Warren Kinsella and David Herle, the men most identified with the Chretien and Martin wings of the Liberal party respectively, have taken to slagging each other in front of the House Public Accounts Committee.
Per Politics Watch:
Warren Kinsella, a long-time supporter of former prime minister Jean Chretien, told a Commons committee on Monday that Prime Minister Paul Martin called him at his home once to complain about a contract involving the firm Earnscliffe.
Kinsella said the call took place in the mid 1990s when he was an aide to the then public works minister David Dingwall, whose ministry oversaw procurement of government contracts.
Kinsella dropped accusation after accusation on O'Leary and Herle on Monday, suggesting it was his opinion that finance officials were creating a favourable environment for contracts to end up in the lap of Earnscliffe.
He told the committee that it wasn't just him who complained about the involvement of finance, but other Liberal friendly polling and communication firms and public servants.
He also alleged that he thought many of the contracts to Earnscliffe were in fact "cross-subsidized political activity using the public treasury," an allegation Herle later denied.
Herle put up a strong defence of his position before the committee, at times attracting the attention of committee chair John Williams who he interrupted at one point.
He denied any of the work given to Earnscliffe was done to aid Martin in his long leadership campaign or for work for the Liberal party.
Herle also told the committee to remember that Kinsella is "as strong a political adversary of Mr. Martin, Ms.
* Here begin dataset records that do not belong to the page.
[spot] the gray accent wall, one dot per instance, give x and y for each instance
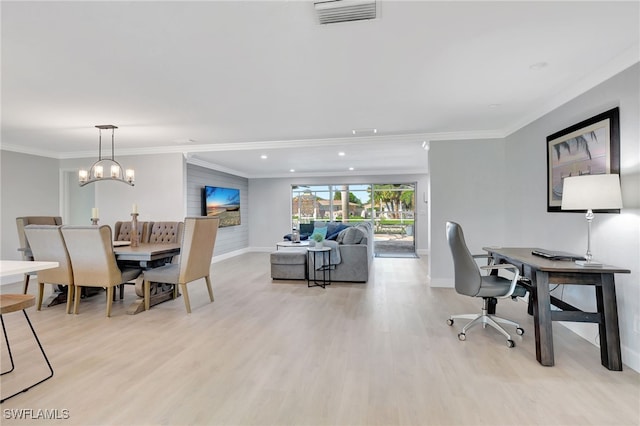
(497, 190)
(230, 238)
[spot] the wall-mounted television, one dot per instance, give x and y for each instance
(223, 203)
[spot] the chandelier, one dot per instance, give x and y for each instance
(110, 165)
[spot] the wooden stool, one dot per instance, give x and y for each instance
(19, 302)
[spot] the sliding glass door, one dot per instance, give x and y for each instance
(389, 207)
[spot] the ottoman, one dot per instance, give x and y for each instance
(289, 264)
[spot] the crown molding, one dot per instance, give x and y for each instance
(626, 59)
(190, 159)
(30, 151)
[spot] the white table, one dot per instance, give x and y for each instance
(15, 267)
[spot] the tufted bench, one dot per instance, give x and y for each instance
(289, 264)
(165, 232)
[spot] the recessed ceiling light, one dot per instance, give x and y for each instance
(538, 66)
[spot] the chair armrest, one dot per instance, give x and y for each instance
(514, 281)
(481, 256)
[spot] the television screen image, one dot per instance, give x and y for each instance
(223, 203)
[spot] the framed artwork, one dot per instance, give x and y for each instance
(589, 147)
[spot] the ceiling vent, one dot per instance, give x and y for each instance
(333, 11)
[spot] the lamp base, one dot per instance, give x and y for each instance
(589, 264)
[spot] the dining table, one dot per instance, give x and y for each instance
(147, 256)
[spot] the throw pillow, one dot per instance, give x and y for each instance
(333, 231)
(321, 231)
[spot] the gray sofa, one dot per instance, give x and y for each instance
(355, 248)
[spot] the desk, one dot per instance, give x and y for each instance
(148, 256)
(543, 272)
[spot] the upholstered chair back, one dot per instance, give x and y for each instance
(122, 231)
(467, 277)
(197, 247)
(91, 252)
(48, 245)
(165, 232)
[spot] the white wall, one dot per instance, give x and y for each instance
(29, 188)
(468, 187)
(615, 238)
(270, 201)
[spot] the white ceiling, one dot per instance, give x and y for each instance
(228, 81)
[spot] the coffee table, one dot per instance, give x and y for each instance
(326, 271)
(291, 244)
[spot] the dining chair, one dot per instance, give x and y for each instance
(47, 244)
(94, 262)
(165, 232)
(24, 248)
(196, 251)
(469, 281)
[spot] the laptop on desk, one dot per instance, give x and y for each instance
(556, 255)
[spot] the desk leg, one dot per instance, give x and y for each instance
(542, 318)
(610, 354)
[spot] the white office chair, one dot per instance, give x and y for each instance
(470, 282)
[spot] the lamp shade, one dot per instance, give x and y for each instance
(595, 192)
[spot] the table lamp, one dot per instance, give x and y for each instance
(591, 192)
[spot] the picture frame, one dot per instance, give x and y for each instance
(589, 147)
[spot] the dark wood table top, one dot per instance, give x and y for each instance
(523, 255)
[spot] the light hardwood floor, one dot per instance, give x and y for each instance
(279, 353)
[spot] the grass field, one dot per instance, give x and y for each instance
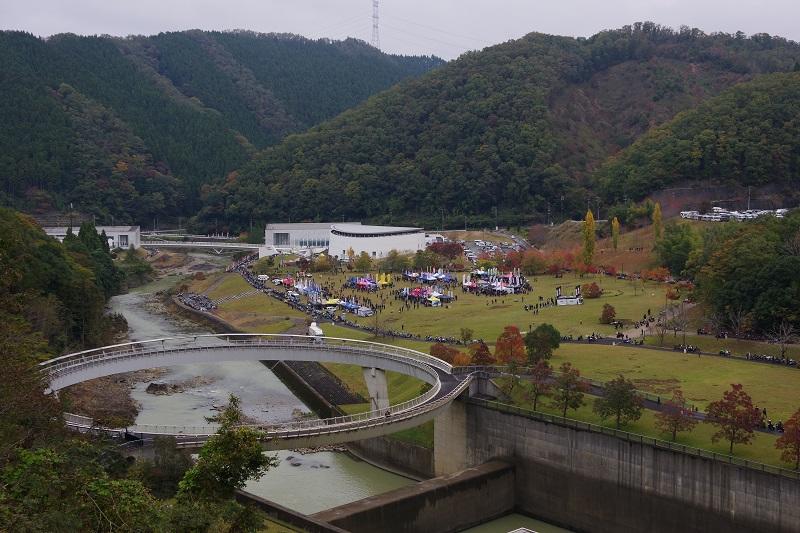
(702, 379)
(761, 450)
(709, 343)
(487, 316)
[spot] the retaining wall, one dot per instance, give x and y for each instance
(444, 504)
(589, 481)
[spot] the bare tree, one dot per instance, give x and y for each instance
(662, 325)
(680, 321)
(737, 319)
(782, 334)
(718, 321)
(792, 245)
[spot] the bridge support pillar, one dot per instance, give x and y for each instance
(450, 439)
(377, 387)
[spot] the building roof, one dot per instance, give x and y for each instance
(75, 229)
(357, 230)
(305, 225)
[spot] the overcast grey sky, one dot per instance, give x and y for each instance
(442, 27)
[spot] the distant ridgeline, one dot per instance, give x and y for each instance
(132, 128)
(524, 127)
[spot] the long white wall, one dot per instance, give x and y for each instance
(378, 246)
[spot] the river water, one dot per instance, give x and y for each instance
(305, 483)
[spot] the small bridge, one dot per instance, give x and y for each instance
(445, 383)
(217, 247)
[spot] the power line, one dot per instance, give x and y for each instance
(376, 39)
(340, 24)
(467, 37)
(460, 46)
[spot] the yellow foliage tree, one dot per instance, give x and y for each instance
(588, 238)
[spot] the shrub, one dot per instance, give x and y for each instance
(608, 314)
(591, 290)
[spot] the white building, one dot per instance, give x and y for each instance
(315, 236)
(118, 236)
(377, 241)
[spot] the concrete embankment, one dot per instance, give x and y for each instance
(272, 509)
(591, 481)
(443, 504)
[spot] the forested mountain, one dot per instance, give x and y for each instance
(519, 126)
(749, 134)
(132, 128)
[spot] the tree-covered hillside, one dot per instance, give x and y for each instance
(519, 126)
(132, 128)
(749, 134)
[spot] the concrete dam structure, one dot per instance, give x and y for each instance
(591, 481)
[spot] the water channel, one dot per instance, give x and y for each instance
(306, 483)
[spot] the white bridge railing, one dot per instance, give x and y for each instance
(186, 345)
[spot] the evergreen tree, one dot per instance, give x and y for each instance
(657, 222)
(589, 238)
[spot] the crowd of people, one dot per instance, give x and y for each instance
(774, 359)
(320, 313)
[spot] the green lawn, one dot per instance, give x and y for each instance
(702, 379)
(488, 316)
(709, 343)
(762, 449)
(231, 284)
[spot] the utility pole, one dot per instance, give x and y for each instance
(376, 39)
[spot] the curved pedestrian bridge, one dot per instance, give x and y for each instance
(445, 384)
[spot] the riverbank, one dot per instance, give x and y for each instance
(325, 393)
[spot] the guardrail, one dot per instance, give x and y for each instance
(634, 437)
(81, 360)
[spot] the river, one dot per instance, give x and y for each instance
(305, 483)
(305, 487)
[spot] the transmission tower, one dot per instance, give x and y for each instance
(376, 39)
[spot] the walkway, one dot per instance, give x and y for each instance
(445, 385)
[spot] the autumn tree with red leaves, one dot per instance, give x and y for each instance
(789, 442)
(674, 416)
(444, 352)
(481, 356)
(510, 346)
(568, 389)
(541, 381)
(735, 417)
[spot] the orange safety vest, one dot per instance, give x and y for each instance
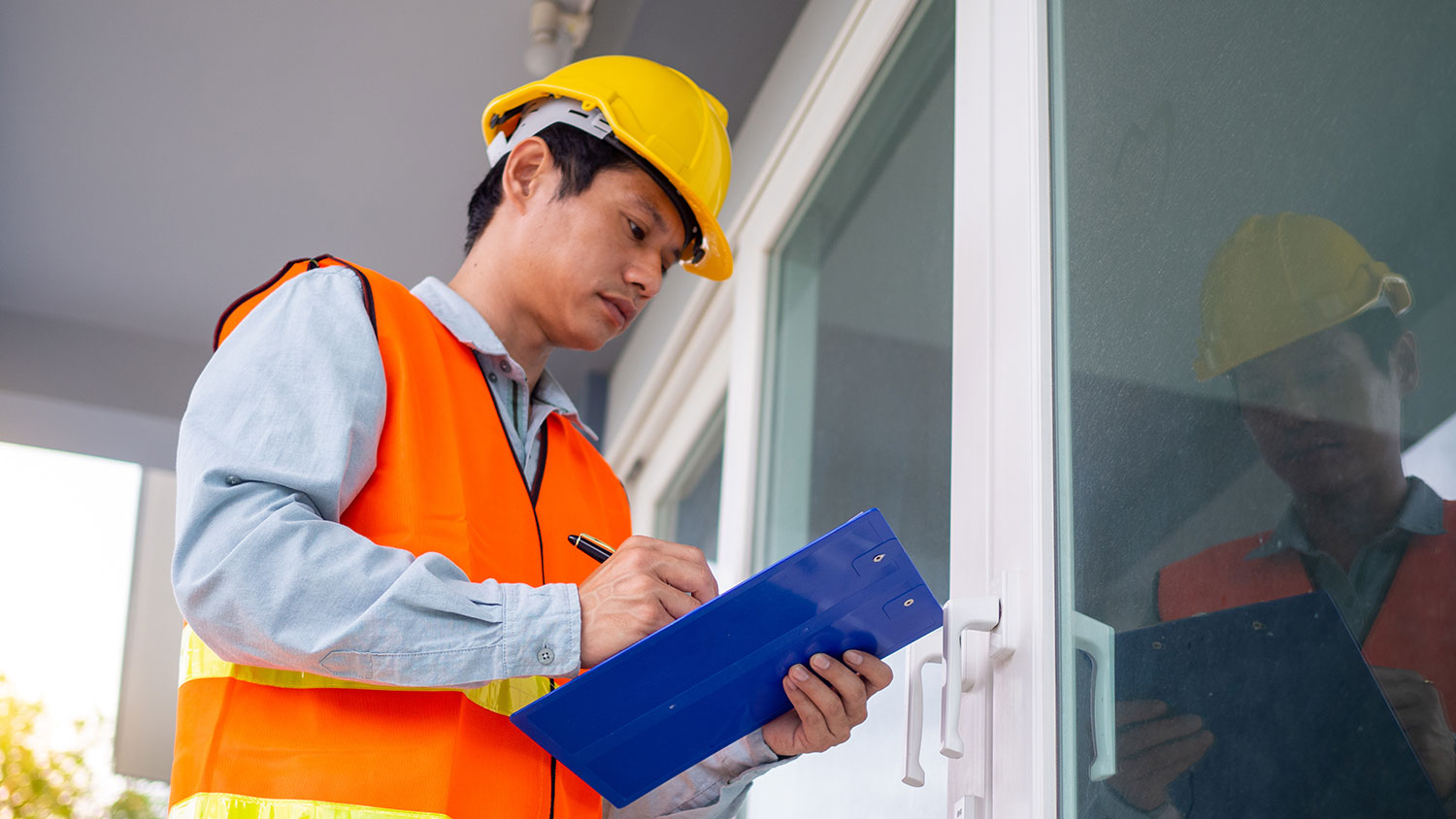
(293, 745)
(1415, 627)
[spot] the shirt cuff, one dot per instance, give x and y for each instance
(542, 630)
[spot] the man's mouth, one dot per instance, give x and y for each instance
(622, 309)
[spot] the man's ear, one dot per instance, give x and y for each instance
(530, 172)
(1406, 367)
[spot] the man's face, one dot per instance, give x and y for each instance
(599, 256)
(1324, 414)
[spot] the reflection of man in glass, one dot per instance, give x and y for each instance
(1305, 323)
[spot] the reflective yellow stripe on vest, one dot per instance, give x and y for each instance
(233, 806)
(200, 662)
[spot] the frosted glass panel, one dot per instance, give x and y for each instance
(1255, 328)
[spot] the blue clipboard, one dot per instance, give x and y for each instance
(712, 676)
(1301, 726)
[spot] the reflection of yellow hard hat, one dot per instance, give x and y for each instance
(663, 116)
(1281, 278)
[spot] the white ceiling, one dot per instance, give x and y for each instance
(159, 157)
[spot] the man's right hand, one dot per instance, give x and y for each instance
(640, 589)
(1153, 749)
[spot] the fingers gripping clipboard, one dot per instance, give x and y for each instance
(702, 682)
(1301, 726)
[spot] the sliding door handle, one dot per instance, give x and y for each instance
(922, 652)
(961, 614)
(1098, 641)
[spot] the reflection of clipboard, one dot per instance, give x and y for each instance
(713, 675)
(1301, 726)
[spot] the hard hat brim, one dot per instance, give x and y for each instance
(716, 258)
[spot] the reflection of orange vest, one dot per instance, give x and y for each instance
(262, 742)
(1415, 627)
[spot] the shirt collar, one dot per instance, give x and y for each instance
(1421, 513)
(466, 325)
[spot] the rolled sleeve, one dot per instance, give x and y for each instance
(279, 437)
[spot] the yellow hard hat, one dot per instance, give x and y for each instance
(661, 115)
(1281, 278)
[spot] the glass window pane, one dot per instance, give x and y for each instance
(858, 395)
(1245, 197)
(689, 509)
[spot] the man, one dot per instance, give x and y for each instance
(1305, 323)
(376, 486)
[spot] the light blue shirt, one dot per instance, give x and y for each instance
(279, 437)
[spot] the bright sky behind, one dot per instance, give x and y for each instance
(67, 534)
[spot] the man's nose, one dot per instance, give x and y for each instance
(645, 276)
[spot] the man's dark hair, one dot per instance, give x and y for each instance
(1379, 329)
(579, 154)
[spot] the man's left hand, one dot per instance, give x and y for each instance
(829, 700)
(1418, 707)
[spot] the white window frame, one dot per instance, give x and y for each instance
(1002, 492)
(719, 335)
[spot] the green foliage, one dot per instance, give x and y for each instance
(37, 783)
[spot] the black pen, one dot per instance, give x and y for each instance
(591, 545)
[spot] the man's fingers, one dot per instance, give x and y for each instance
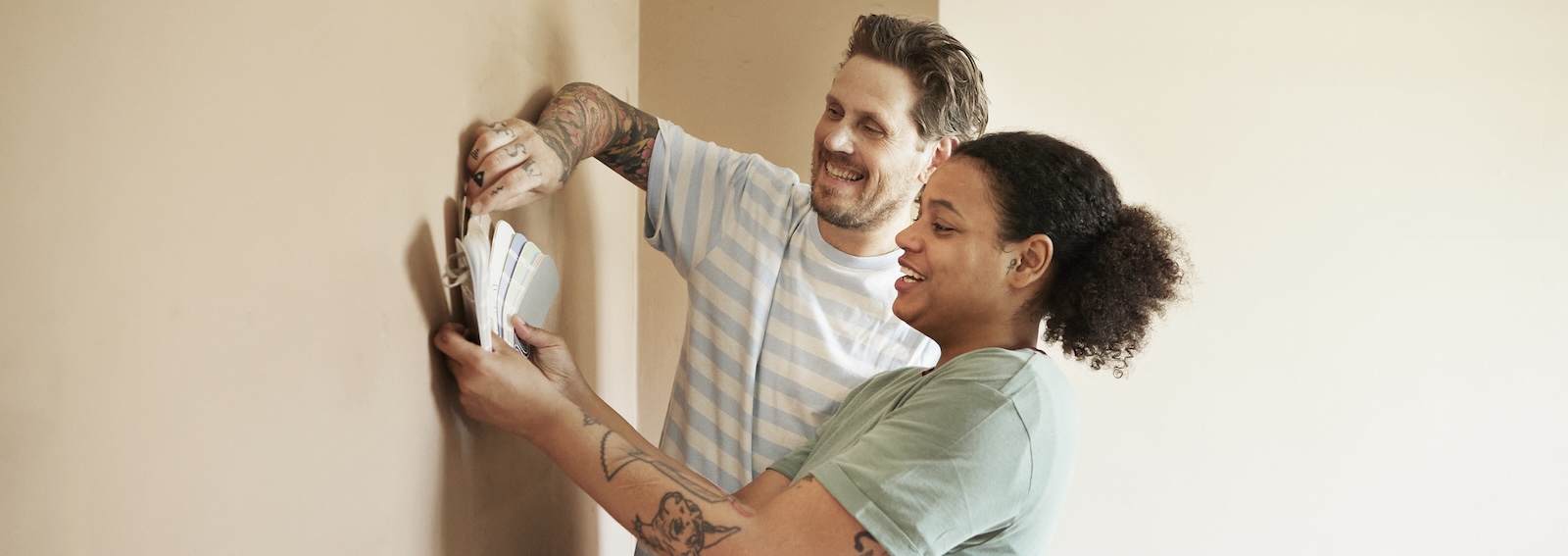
(491, 137)
(535, 336)
(451, 341)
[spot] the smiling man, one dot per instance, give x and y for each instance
(791, 284)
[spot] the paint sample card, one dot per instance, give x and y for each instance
(502, 274)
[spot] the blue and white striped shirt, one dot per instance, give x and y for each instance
(781, 324)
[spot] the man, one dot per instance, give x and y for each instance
(791, 284)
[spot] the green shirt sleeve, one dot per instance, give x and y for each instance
(946, 465)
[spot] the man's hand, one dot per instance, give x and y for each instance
(512, 164)
(507, 390)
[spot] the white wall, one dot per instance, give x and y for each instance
(1374, 197)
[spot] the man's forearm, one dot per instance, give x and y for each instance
(587, 122)
(663, 506)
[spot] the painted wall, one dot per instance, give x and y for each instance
(1372, 193)
(221, 229)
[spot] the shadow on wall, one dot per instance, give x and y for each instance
(499, 495)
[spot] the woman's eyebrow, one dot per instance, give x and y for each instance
(948, 205)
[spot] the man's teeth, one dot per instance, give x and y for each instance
(843, 173)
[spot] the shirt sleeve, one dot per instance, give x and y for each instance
(948, 465)
(698, 192)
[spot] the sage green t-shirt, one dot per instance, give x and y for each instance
(972, 457)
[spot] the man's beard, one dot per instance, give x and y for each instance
(859, 213)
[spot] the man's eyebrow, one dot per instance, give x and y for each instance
(949, 206)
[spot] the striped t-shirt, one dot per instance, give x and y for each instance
(781, 324)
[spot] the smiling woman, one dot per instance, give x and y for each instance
(969, 456)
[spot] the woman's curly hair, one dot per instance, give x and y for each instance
(1113, 268)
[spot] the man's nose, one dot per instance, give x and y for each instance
(841, 140)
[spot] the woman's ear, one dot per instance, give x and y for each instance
(945, 149)
(1034, 261)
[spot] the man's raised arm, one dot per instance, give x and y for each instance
(516, 162)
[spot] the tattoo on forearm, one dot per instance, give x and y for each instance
(587, 117)
(679, 528)
(615, 454)
(867, 545)
(679, 525)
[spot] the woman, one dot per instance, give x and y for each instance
(971, 456)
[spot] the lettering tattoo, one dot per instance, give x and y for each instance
(867, 545)
(502, 129)
(679, 528)
(585, 117)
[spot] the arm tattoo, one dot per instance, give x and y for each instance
(867, 545)
(679, 525)
(615, 456)
(679, 528)
(584, 122)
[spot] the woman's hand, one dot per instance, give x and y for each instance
(507, 390)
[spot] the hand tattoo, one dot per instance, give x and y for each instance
(502, 129)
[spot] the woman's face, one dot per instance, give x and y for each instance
(956, 268)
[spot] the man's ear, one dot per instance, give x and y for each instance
(945, 149)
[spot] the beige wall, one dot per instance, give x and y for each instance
(1374, 197)
(221, 228)
(750, 76)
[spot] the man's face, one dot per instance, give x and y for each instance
(867, 157)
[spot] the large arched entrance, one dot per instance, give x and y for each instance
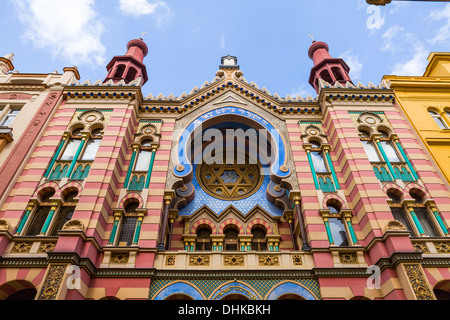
(178, 297)
(18, 290)
(226, 119)
(228, 155)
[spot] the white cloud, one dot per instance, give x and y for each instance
(398, 6)
(353, 62)
(443, 34)
(137, 8)
(70, 30)
(389, 37)
(304, 90)
(414, 66)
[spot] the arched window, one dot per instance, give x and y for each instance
(422, 214)
(92, 146)
(72, 146)
(259, 239)
(337, 226)
(231, 238)
(398, 211)
(128, 226)
(371, 151)
(119, 71)
(325, 75)
(143, 160)
(40, 215)
(317, 158)
(131, 75)
(337, 74)
(203, 239)
(65, 213)
(438, 119)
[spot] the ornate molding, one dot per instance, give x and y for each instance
(53, 282)
(348, 257)
(233, 260)
(442, 247)
(119, 257)
(268, 260)
(418, 282)
(199, 260)
(22, 247)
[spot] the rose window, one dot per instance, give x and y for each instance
(229, 181)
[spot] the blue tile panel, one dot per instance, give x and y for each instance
(217, 205)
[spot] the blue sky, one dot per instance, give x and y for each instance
(187, 38)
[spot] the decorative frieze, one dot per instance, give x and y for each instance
(421, 247)
(52, 282)
(233, 260)
(22, 247)
(348, 257)
(47, 247)
(170, 260)
(268, 260)
(418, 282)
(199, 261)
(442, 247)
(120, 257)
(297, 260)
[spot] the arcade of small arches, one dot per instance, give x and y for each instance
(21, 289)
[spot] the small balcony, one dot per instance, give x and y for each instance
(60, 168)
(401, 172)
(226, 260)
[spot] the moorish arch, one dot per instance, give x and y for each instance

O'Leary or myself as anyone in this country."
Future historians nad political scientists, when they look back on the last 15 years, will shake their head in amazement at the fact that Canada fell into irrelevance and impotence because these two men were more concerned with thwarting each other's ambitions than actually governing.
We have all paid dearly, from our falling standard of living to the decrepitude of out national defence, for having had the country used merely as an arena for two men's rivalry.